Actually, I think even with a 16 core system, your speculation is still a SWAG (Silly Wild-Assed Guess) based on what they’ve already demonstrated with their ultra-low power version: after all, if they can make it run on .5 watts for (IIRC) is already a dual core processor, even at less than maximum speed of the other processor variants currently announced, why would they want/need that complication? 8*.5=4 watts, and, worst case, 16 cores *.5watts=8 watts for the chip. The biggest immediate problem is the size of the die to go 16 cores, along with the size of the cache: it takes an awful lot of data to keep 16 cores doing useful work, and memory speeds have not even come close to keeping up with CPU’s ability to saturate bandwidth. Sure, you can increase the front side bus width to 256 bits, and with 16 cores, chances are you might have a bit of latency for each one going out of the cache, but if you actually have enough to keep 16 cores busy doing *useful* work (non-idle system thread), you’ll *still* be bandwidth starved, because that’s only 16 bits *per **memory bus** cycle* per core on average, with the multiplier likely to be an absolute minimum (with current RAM available) of at least 3-4 CPU cyles per single FSB bus cycle, not counting latency of the memory controller(s). It would be an interesting trick to schedule threads/tasks such that they all run within the L1/L2 caches of the chip such that those that are almost purely computation bound allow those that are almost purely memory bound to have a useful bit of bus bandwidth for their data and instructions, and this is *before* doing the insane thing of requiring all the translated VLIW code stored somewhere and pumped in and out. In short, what Transmeta did, while it has some pluses, simply can’t practically be scaled without using several memory buses, including one of them purely for the use of translated code, because the processor would be sipping data through a narrow straw.

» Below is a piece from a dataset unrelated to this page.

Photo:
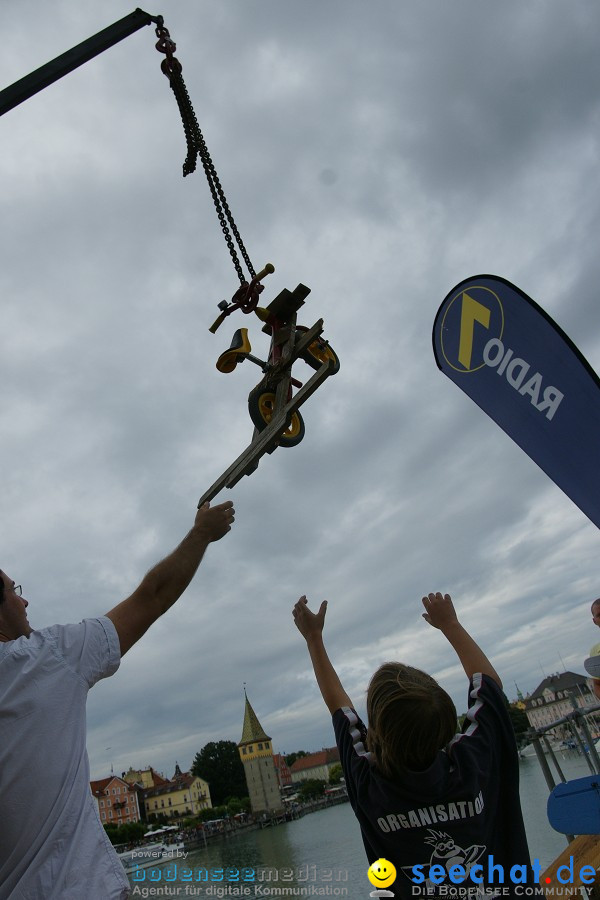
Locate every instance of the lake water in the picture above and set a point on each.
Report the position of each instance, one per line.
(323, 850)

Then, when you consider that a 4K page of code is not likely to translate 1:1 with a 4K page of translated code in the VLIW format, that becomes much too hairy to do effectively in a combination of hardware and software, requiring all OS’s to account for this weird architectural brainfart to achieve something that *might* be more power-efficient, perhaps more die-efficient, perhaps faster overall… but only with a huge infrastructure that defeats the whole purpose in the first place!
“So they expect to hit 10 cores in 2010, right?
I guess the Cell chip will carry 40 cores by then.”
Cell have only ONE real core. The other 8 cores are only for multimedia.
It’s like Apple had a G4 with 1 PowerPC core and 8 AltiVec unit.
Intel offers 10 REAL core.
2010 is 35 dog years into the future. (IANADL)
Multicore or not, Cells can be combined too, today, and that would mean, for 10 Cells, 10 PPE:s and 70 or 80 SPE:s. That would absolutely blow your socks off, if your OS of choice can keep them busy. I’m not saying it would be low-watt, but neither would an Intel 10-core design be, today.
Multicore or not, Cells can be combined too, today, and that would mean, for 10 Cells, 10 PPE:s and 70 or 80 SPE:s. That would absolutely blow your socks off, if your OS of choice can keep them busy.
The OS can’t help you much there. With their separate instruction sets and local memories the SPEs have to be treated as exclusive resources.
So an application can ask for a number of SPEs, the OS checks that there are enough left and says “ok, here you go”, and then it’s entirely up to the application to put them to good use, whereby you can forget about things like pthreads.
At least that’s how Linux-on-Cell works at the moment. If you can come up with something better, I’d guess IBM and Sony would be very interested.
http://www.businessweek.com/technology/content/aug2005/tc20050823_0…
At least now all the folks snarking about how the Intel-based Mac’s will be 32-bit machines are going to shut up.